How would you uniquely identify a query from another query (or more accurately, a result set from another result set)? What about if you're using prepared statements, with only the parameters changing according to user input?
Another poster said this:
I would suggest using the md5 hash of your query combined with a serialized version of your input arguments.
Is the minuscule chance of collision worth worrying about?

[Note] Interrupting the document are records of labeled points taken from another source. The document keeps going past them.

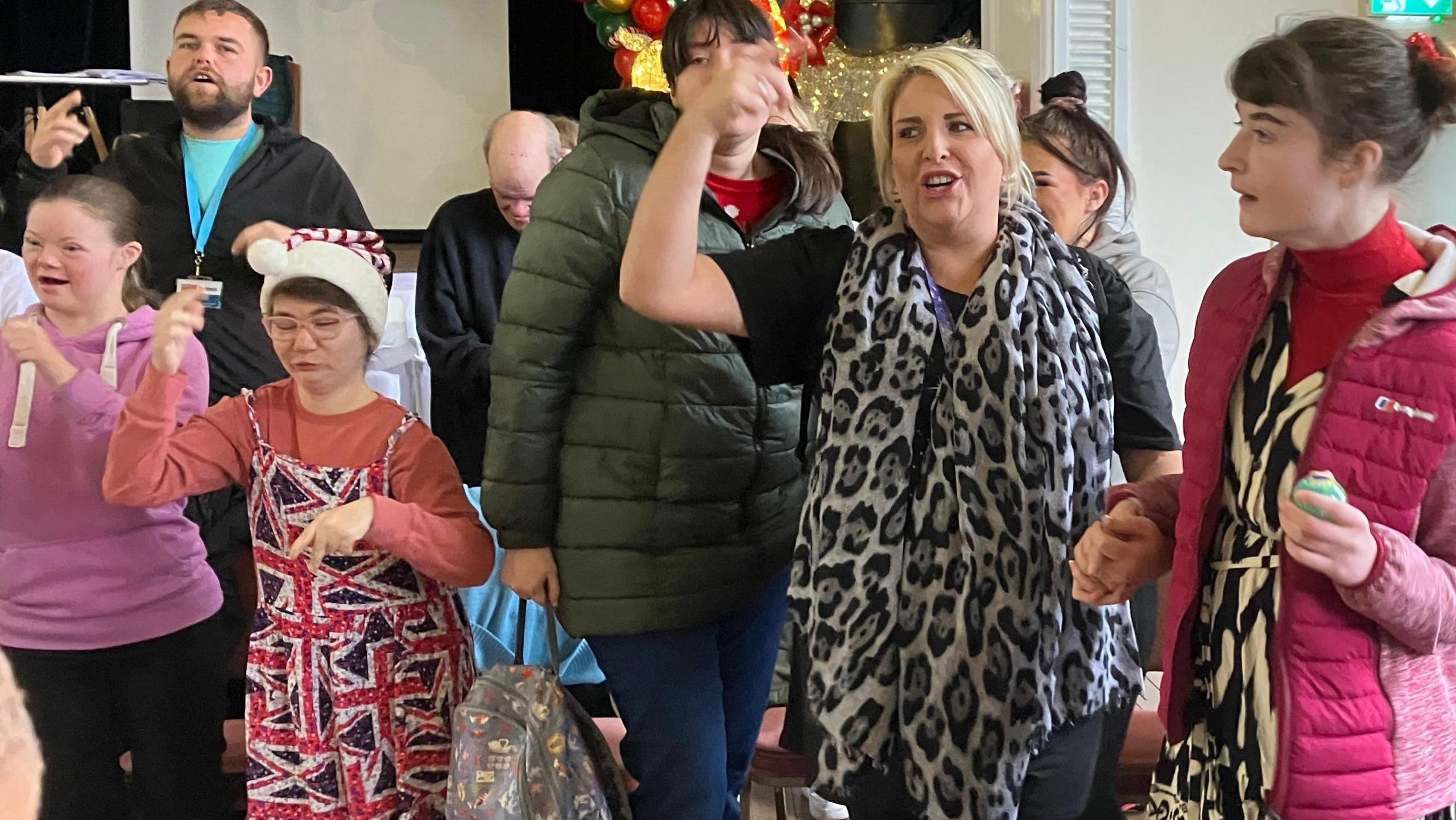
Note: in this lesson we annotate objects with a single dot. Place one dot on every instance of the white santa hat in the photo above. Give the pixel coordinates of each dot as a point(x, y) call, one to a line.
point(351, 259)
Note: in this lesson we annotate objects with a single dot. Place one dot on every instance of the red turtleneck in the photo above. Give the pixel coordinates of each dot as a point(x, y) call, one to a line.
point(1335, 292)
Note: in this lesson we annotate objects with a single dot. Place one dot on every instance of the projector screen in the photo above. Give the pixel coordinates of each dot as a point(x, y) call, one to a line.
point(399, 90)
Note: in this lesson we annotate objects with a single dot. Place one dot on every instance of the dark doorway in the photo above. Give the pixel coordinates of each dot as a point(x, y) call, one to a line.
point(557, 61)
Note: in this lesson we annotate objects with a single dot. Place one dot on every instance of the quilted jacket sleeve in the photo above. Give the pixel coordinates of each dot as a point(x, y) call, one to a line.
point(564, 269)
point(1411, 590)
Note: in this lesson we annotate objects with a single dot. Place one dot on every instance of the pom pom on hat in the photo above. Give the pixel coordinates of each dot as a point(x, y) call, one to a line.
point(354, 261)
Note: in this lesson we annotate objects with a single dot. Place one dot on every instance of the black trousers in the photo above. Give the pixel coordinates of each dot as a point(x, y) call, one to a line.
point(1057, 782)
point(1104, 803)
point(162, 699)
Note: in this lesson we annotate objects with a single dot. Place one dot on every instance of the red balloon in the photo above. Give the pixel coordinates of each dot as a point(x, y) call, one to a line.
point(623, 61)
point(651, 15)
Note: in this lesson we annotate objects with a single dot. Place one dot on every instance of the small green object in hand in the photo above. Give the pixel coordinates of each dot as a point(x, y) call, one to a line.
point(1324, 484)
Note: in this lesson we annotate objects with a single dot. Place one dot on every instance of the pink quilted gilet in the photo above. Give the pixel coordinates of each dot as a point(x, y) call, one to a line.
point(1335, 756)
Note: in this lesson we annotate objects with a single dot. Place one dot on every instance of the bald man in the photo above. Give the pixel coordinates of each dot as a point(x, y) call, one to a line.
point(464, 262)
point(466, 256)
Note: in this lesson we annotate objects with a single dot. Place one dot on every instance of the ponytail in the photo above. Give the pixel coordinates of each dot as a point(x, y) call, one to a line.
point(133, 292)
point(1434, 72)
point(810, 158)
point(1066, 130)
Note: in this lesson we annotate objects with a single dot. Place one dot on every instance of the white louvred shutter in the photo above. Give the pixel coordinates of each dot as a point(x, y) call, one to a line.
point(1093, 40)
point(1091, 37)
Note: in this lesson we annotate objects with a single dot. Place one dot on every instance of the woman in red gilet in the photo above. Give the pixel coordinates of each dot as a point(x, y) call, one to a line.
point(1311, 666)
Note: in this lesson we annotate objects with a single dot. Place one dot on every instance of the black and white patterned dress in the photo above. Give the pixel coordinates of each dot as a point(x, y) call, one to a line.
point(1223, 768)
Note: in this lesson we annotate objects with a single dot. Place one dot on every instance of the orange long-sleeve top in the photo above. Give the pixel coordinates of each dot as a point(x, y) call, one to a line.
point(427, 521)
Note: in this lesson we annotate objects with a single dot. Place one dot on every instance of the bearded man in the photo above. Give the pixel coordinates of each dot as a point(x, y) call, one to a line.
point(210, 187)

Conceptually, caching in the Model seems like a good idea to me, but it seems in practicality and due to the nature of caching the developer should have direct control over it and explicity code it into the controller logic.
Update for Bounty
I am indeed using an extremely lightweight ORM somewhat similar to ActiveRecord but is capable of doing complex joins and subqueries without the n^2
problem. I built it myself, so it is flexible and isn't restrictive in terms of relations or column names, and I just want to understand how I should implement the caching mechanism.
Following the advice of the helpful people, I would take a hash (probably md5) of the query concatenated with a list of its parameters, and use this as the key for that particular data store. Should I implement the caching individually in the Model classes that require it, or should it be part of the ORM layer?
How do I know when it should be invalidated? Would I have to parse the UPDATE/DELETE/INSERT queries and sub in parameters manually to find out which records are being modified? Or worse, do additional queries whenever data is modified to keep track of which things have changed and what should be invalidated?
I will award the bounty to whoever can give me a clear conceptual explanation (whether or not this is really necessary/efficient to be done transparently), and if so, has some implementation details for the Model caching. I am using PHP and MySQL if that helps to narrow your focus.